In dogs, most MPNSTs arise from the brachial plexus, spinal nerve root, and skin of the extremities [4, 8, 23]. Canine MPNSTs have also been reported in other uncommon sites, such as the liver, spleen, adrenal gland, bladder, and diaphragm [1, 7, 10, 14, 15]. Two cases of benign PNSTs in the gastrointestinal tract were reported previously [21]. However, gastrointestinal MPNSTs in dogs have not been described previously. To the best of our knowledge, this is the first report of MPNST originating from the cecum in a dog.

Gastrointestinal MPNSTs are rarely reported in cats, and only two cases have been reported to our knowledge [2, 18]. Ribas et al. reported a small intestinal MPNST without metastasis in a 5-year-old female spayed chinchilla cat that was treated with complete surgical excision. The cat remained free from clinical signs for up to six months [18]. Boland et al. described a colonic MPNST with hepatic metastasis in a 14-year-old male neutered domestic medium-hair cat that was treated with surgical resection and metronomic cyclophosphamide. The cat experienced recurrence, and post-mortem examination identified MPNST within the kidneys and liver 18 months postoperatively [2].

Histopathologic diagnosis of MPNST is often difficult because it is a diverse group of heterogeneous neoplasms [19, 20]. Immunohistochemistry is used to confirm the neural origin and exclude other possible spindle cell tumors. Although we could not perform immunohistochemistry using more neurologic markers such as nerve growth factor receptor, claudin-1, or nestin [7], expression levels of S-100 protein and NSE which are highly related to neural-derived neoplasia [8, 13] were evaluated in this study. In addition, different markers are used to exclude other possible non-angiogenic, non-lymphogenic intestinal mesenchymal tumors [13]. α-SMA and desmin are used to rule out smooth muscle tumors, whereas CD117 (c-kit) and CD34 are used to rule out gastrointestinal stromal tumors [2, 8, 18, 20]. In this case, we observed positivity for S-100 protein and NSE and negativity for c-kit and α-SMA.
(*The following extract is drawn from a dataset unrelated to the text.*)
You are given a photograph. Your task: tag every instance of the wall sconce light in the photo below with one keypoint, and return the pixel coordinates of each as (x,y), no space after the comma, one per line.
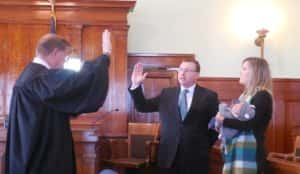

Current treatment of MPNST in humans is similar to that of soft tissue sarcomas (STS). Complete surgical excision with wide negative margins is treatment of choice [9, 16]. The role of adjuvant radiotherapy and chemotherapy remains controversial. However, postoperative radiotherapy is often recommended to improve local control, especially after incomplete resection. No randomized trials have assessed the efficacy of specific adjuvant chemotherapy in MPNST [5, 6, 16, 17, 24]. However, Kroep et al. compared chemotherapy for MPNST and other STSs and reported similar outcomes. The retrospective data from 12 pooled trials indicated that a doxorubicin-ifosfamide combination was associated with a lower risk of relapse and better response rate [9]. Wang et al. reported that a patient with multiple metastatic NF-1 related MPNSTs was administered combination chemotherapy with ifosfamide, carboplatin, and etoposide, known as ICE chemotherapy after the primary lesion was resected. It has been 12 years since his first visit, and he remains disease-free [25]. Chaudhary et al. described a case of a 10-year-old male dog with MPNST with NF-1 who achieved a complete response to metronomic therapy with etoposide, cyclophosphamide, and prednisolone [5].

Only a few instances of metronomic therapy as MPNST treatment have been reported for dogs and cats. Metronomic therapy with cyclophosphamide and piroxicam delays recurrence in dogs after incomplete surgical excision [3, 22]. In addition, in a cat with colonic MPNST treated with surgery and metronomic cyclophosphamide, clinical signs recurred 18 months postoperatively [2]. However, the optimal treatment for gastrointestinal MPNST remains poorly established due to its rare occurrence.

In conclusion, to our knowledge, this is the first reported case of cecum MPNST in a dog. The dog remained free of clinical signs for 12 months postoperatively without adjuvant chemotherapy.

CONFLICT OF INTEREST

The authors declare no conflict of interest with respect to publication of this manuscript.